De pronto se encontró con la chica del pañuelo verde ante ella, sonriéndole y dando codazos a otra chica para que se acercara. Luce miró por detrás de ellas, pero Shelby ya se había alejado; seguramente, no merecía la pena ir detrás de ella. De cerca, la chica del pañuelo verde parecía una versión más joven de Salma Hayek, con los labios igual de carnosos y el pecho incluso más voluminoso. La otra muchacha, de tez pálida, ojos color avellana y pelo negro corto, se parecía un poco a Luce.
—Un momento, ¿de verdad eres Lucinda Price? —preguntó la chica más pálida. Tenía los dientes pequeños y blancos y con ellos sostenía un par de horquillas decoradas con lentejuelas mientras se recogía unos pocos mechones oscuros—. ¿Como en la historia de Luce y Daniel? ¿La chica recién llegada de esa terrorífica escuela de Alabama…?
—Georgia. —Luce asintió levemente.
—Da igual. ¡Oh, vaya! ¿Cómo era Cam? Lo vi una vez en un concierto de death metal… pero, claro, me puse demasiado nerviosa para presentarme. Pero no te vas a interesar por Cam, porque, claro, está Daniel. —Soltó una risita de emoción—. Por cierto, me llamo Dawn. Ella es Jasmine.
—Hola —dijo Luce lentamente. Eso era nuevo—. Hum…
—No le hagas mucho caso. Se acaba de tomar más o menos once cafés. —Jasmine hablaba tres veces más despacio que Dawn—. Quiere decir que estamos muy contentas de conocerte. Siempre decimos que la historia de Daniel y tú es la historia de amor más grande que haya existido nunca.

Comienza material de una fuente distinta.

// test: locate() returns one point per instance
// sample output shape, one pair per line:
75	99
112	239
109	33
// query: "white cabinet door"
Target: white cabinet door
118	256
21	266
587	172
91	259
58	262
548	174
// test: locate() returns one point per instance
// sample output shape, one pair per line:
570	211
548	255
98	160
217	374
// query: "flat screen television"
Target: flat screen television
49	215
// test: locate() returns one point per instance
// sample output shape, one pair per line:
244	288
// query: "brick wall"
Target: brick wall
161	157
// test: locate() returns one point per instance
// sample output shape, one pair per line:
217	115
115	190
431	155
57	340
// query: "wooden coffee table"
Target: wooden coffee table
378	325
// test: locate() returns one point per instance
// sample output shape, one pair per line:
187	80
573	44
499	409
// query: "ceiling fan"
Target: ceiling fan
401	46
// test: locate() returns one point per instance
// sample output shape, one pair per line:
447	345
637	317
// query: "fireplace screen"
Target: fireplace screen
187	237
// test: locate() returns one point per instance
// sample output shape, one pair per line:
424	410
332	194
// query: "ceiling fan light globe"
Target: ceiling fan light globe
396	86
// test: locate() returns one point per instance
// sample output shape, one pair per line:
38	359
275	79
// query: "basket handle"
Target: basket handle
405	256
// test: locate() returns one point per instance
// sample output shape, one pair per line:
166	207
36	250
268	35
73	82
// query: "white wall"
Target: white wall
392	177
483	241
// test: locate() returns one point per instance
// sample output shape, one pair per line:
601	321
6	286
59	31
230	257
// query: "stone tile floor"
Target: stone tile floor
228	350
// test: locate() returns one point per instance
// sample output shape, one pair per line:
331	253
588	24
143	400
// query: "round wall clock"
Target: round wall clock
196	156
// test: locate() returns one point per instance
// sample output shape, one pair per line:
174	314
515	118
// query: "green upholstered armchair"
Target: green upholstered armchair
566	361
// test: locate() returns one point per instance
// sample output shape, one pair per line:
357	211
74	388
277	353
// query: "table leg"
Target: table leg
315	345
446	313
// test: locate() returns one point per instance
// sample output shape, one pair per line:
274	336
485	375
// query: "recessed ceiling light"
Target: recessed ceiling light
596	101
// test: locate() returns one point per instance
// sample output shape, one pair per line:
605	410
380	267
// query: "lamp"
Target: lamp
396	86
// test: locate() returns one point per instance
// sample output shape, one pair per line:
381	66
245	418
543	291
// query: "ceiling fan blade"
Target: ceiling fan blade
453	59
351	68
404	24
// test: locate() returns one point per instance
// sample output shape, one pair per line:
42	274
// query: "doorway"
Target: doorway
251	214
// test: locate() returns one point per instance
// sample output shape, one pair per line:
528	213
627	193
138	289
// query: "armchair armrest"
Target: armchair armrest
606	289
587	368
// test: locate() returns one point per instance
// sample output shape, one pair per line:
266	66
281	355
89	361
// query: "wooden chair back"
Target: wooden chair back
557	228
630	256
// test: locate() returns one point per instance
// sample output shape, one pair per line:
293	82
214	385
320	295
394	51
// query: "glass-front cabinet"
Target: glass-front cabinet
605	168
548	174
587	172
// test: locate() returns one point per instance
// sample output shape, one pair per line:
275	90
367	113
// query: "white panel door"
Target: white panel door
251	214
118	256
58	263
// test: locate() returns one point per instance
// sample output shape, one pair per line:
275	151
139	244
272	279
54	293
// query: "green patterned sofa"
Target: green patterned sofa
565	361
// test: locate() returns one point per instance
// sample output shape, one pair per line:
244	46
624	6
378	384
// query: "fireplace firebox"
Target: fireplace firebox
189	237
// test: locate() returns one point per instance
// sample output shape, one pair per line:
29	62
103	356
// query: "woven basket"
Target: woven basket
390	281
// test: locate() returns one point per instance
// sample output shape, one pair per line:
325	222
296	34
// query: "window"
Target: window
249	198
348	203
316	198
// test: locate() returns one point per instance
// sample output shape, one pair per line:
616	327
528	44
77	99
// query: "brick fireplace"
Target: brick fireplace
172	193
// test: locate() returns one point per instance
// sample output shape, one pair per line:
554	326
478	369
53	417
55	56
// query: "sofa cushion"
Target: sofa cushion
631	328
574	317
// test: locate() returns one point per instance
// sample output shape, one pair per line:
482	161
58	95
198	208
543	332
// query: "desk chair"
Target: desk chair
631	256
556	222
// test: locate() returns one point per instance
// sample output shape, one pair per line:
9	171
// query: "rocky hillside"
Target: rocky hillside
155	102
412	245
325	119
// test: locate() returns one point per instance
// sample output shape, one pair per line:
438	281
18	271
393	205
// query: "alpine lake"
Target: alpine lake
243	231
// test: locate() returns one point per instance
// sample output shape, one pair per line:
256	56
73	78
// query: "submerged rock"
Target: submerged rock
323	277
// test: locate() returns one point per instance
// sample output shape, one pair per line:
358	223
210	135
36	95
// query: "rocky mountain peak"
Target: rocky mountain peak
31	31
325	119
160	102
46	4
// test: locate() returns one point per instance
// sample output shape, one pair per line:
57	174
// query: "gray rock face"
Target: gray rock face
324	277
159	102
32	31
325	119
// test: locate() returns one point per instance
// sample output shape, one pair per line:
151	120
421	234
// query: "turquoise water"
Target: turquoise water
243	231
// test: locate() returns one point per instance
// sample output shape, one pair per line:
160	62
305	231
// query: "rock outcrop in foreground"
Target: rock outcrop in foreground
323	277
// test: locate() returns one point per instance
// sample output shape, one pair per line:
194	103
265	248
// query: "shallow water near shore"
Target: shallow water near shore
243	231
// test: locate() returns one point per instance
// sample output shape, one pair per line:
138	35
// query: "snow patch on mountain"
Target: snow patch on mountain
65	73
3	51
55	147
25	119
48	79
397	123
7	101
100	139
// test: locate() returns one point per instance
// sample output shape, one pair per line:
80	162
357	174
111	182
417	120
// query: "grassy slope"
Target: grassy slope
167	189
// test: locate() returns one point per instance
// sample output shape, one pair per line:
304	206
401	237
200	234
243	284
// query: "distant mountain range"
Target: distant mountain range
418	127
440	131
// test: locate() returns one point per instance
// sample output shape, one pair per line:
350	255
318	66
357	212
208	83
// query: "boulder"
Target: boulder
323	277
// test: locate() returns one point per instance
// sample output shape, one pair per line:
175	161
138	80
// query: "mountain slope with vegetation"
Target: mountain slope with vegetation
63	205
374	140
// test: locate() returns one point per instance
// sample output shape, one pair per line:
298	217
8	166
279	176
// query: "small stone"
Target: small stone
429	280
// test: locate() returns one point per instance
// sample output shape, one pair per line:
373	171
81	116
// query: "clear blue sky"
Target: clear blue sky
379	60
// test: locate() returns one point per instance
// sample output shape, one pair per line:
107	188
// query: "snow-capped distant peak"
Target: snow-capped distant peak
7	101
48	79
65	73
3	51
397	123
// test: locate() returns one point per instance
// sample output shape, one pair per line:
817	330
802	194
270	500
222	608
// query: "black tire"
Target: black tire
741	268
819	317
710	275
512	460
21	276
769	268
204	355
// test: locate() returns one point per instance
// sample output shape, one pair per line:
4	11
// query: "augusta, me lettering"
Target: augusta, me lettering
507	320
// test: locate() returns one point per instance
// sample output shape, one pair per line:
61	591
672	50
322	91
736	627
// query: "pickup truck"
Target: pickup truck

—¿En serio? —Luce hizo crujir los nudillos.
—¿Bromeas? —preguntó Dawn, aunque Luce no podía dejar de pensar que le estaban gastando una especie de broma—. Con eso de morir una y otra vez… Oye, ¿y eso hace que todavía lo quieras más? Seguro que sí. Y, ¡oh!, bueno, cuando te desintegras en el fuego… —Cerró los ojos, se puso una mano en el estómago y luego se la pasó por el cuerpo golpeándose el pecho con el puño—. Cuando era pequeña mi madre me contaba siempre esa historia.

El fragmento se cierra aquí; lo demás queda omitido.